Similar to the situation in human societies, most genes follow Mendel’s law of segregation and are passed on to half the progeny of a heterozygote. Selfish genes, like transposable elements and drivers, can gain considerable evolutionary advantages by breaking Mendel’s law. In fact, breaking the law allows selfish genes, which often have no useful purpose, to persist and spread within genomes and within populations . This selfish behavior is generally costly to the overall health and fitness of an organism. For example, transposable elements can disrupt genes, and drivers often act by destroying gametes or embryos that do not inherit them [3–5]. Therefore, it follows that genomes are selected to devote considerable resources toward thwarting genetic lawbreakers. Like the policing of human societies, this policing of genetic lawbreakers likely involves costly tradeoffs where critical pathways can be compromised . Nonetheless, biologists too often neglect to consider selfish genes or the policing systems that exist to keep them in check. This can lead to misunderstandings akin to the misguided alien mentioned above. For example, the pha-1 gene was initially misclassified as essential for development in the nematode Caenorhabditis elegans . In reality, pha-1 encodes a zygotically expressed antidote to a maternally deposited toxin encoded by a linked gene, sup-35. Together, pha-1/sup-35 comprise a selfish drive locus that can break Mendel’s law by killing offspring that do not inherit it .

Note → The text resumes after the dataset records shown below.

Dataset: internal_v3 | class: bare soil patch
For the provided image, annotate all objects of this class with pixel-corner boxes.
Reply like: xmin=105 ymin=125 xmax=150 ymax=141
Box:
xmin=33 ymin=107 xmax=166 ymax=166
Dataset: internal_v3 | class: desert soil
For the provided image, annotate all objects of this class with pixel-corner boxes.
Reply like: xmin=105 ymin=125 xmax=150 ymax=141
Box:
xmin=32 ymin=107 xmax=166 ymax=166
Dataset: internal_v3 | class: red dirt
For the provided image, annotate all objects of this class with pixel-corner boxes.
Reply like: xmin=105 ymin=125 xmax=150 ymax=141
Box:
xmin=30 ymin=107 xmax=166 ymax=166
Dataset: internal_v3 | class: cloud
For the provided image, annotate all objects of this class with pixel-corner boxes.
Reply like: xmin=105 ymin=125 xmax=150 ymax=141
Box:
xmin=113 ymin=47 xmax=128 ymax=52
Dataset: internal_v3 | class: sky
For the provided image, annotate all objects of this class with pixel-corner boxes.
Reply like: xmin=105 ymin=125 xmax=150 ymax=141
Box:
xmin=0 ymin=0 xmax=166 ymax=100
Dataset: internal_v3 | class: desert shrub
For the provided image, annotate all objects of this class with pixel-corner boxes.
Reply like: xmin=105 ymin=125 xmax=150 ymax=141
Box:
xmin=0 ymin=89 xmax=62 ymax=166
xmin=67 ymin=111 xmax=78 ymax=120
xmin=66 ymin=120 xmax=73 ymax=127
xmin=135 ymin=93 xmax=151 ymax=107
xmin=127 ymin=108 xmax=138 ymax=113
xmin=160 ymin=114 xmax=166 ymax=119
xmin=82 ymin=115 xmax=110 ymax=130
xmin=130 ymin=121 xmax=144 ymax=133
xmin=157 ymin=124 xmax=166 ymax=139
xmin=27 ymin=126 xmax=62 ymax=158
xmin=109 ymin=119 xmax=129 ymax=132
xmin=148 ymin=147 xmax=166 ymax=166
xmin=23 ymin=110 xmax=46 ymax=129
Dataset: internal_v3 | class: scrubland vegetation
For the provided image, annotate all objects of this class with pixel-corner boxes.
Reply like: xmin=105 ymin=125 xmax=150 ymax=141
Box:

What mysteries of biology might be revealed via study of selfish genes and their defense systems? There are likely many, but here I will highlight 1 mystery, the paradoxical evolution of centromeres and centromere proteins . The overall process of chromosome segregation is largely conserved throughout eukaryotes, but centromeres and their proteins can be rapidly evolving. In fact, natural selection often favors novel mutations in many key centromere proteins. Why would novelty be favored in genes carrying out a conserved process? One hypothesis gaining increased experimental support in a wide range of species is that rapid centromere evolution can reflect a genetic arms race between selfish driving centromeres and their defense systems, including centromere proteins [9,10]. In such arms races, novel mutations in selfish loci can give them an advantage. This, in turn, leads to selection of novelty in the defense systems to reestablish suppression of selfish genes. These adaptations to suppress selfish genes could come with tradeoffs that compromise health and fertility.
Going forward, modern biologists can follow the example set forth by early Drosophila geneticists and carefully consider exceptions to Mendel’s law. Such a perspective will undoubtedly yield novel insights and will likely be essential for understanding the mechanisms of heredity.